Kumpulan materi genetik yang telah terpetakan memajukan teknologi di bidang kedokteran melakukan rekayasa genetika. Termasuk untuk pengobatan kanker. Data keberhasilan pengobatan kanker, dapat dimanfaatkan untuk kemajuan diagnosa berbasis AI. Diagnosa yang membedakan sel yang terobati, dari sel yang menunjukkan keganasan. Teknologi pengenalan kanker secara dini, berkembang. Demikian seterusnya.

Adapun peristiwa terkait yang harusnya terjadi untuk membolehjadikan singularitas itu, meliputi: pertama, komputer yang lulus Turing test. Turing test bertujuan menentukan: apakah komputer saat memberikan respon dapat meyakinkan pengujinya sebagai manusia, bukan sebagai komputer. Saat respon tak terbedakan --respon komputer, dikenal sebagai respon manusia-- komputer lulus. Lulusnya mesin bekecerdasan ini penting.

Saat mesin singular dengan manusia, namun ketika responnya masih dikenali sebagai mesin, khayaknya akan menggangap sekedar sebagai mesin yang ditempelkan pada manusia. Singularitas gagal. Karenanya unsur mesin harus dieleminasi.

Namun soal kecerdasan, tak sekedar lulus Turing test. Bagian terpenting yang harus terus berkembang, berbahan naluri. Mungkin seperti ini yang dimaksud Ndou: saat bayi baru lahir, kecerdasannya belum utuh. Namun agar hidupnya bertahan, bayi harus terhubung dengan lingkungannya. Nalurilah yang bekerja.

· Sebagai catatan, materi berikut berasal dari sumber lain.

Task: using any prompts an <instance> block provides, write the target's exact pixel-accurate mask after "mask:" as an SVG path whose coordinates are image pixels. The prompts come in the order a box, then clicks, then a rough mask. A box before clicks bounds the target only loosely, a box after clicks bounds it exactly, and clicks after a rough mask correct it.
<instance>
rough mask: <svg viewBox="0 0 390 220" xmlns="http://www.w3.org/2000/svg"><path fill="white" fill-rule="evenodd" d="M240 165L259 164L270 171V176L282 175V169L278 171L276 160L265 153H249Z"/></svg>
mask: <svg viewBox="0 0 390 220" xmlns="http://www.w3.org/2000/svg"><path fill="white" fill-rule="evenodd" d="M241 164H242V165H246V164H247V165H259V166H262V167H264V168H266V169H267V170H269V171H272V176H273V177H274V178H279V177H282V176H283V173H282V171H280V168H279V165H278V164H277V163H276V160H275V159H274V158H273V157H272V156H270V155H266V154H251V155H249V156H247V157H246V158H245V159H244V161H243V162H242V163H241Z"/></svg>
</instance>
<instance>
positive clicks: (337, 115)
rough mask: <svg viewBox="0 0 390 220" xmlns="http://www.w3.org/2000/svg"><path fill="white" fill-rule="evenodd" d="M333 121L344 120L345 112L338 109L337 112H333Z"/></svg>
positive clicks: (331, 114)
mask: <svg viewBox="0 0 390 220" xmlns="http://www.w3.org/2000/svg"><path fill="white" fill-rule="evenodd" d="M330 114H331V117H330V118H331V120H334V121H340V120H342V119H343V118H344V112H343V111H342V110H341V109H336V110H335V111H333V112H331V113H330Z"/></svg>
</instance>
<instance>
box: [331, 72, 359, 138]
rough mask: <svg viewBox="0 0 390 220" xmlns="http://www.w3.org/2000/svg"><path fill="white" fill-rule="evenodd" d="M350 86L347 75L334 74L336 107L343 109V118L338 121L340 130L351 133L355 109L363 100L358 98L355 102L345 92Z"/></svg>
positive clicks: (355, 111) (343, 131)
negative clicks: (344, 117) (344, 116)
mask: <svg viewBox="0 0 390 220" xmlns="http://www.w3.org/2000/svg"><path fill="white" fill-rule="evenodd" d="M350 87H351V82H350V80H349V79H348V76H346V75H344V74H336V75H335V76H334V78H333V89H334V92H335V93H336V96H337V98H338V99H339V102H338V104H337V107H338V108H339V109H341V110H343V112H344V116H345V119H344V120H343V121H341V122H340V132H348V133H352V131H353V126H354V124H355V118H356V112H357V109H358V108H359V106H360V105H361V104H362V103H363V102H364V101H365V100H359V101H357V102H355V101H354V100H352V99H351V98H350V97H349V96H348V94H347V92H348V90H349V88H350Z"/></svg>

Dalam konteks mesin bekecerdasan, naluri tak pernah dimiliki. Sebab datanya tak pernah diberikan dan dipelajari oleh machine learning, dalam membentuk algoritma tindakan. Tak tentu hingga kapan, mesin dapat melengkapi dirinya dengan naluri. Maka kebolehjadian yang harus dijawab lebih dulu adalah: mungkinkah antarmuka naluri alamiah manusia dengan kecerdasan mesin dapat terwujud?

Selanjutnya peristiwa kedua, komputasi kuantum. Ini adalah bidang komputer yang berkembang pesat, dengan memanfaatkan prinsip-prinsip mekanika kuantum. Implikasi pengembangannya, komputasi -pemrosesan data, penghitungan dan penyelesaian masalah-dapat dilakukan lebih cepat di tingkat yang kompleks. Jauh lebih kompleks dari komputer umumnya, saat ini.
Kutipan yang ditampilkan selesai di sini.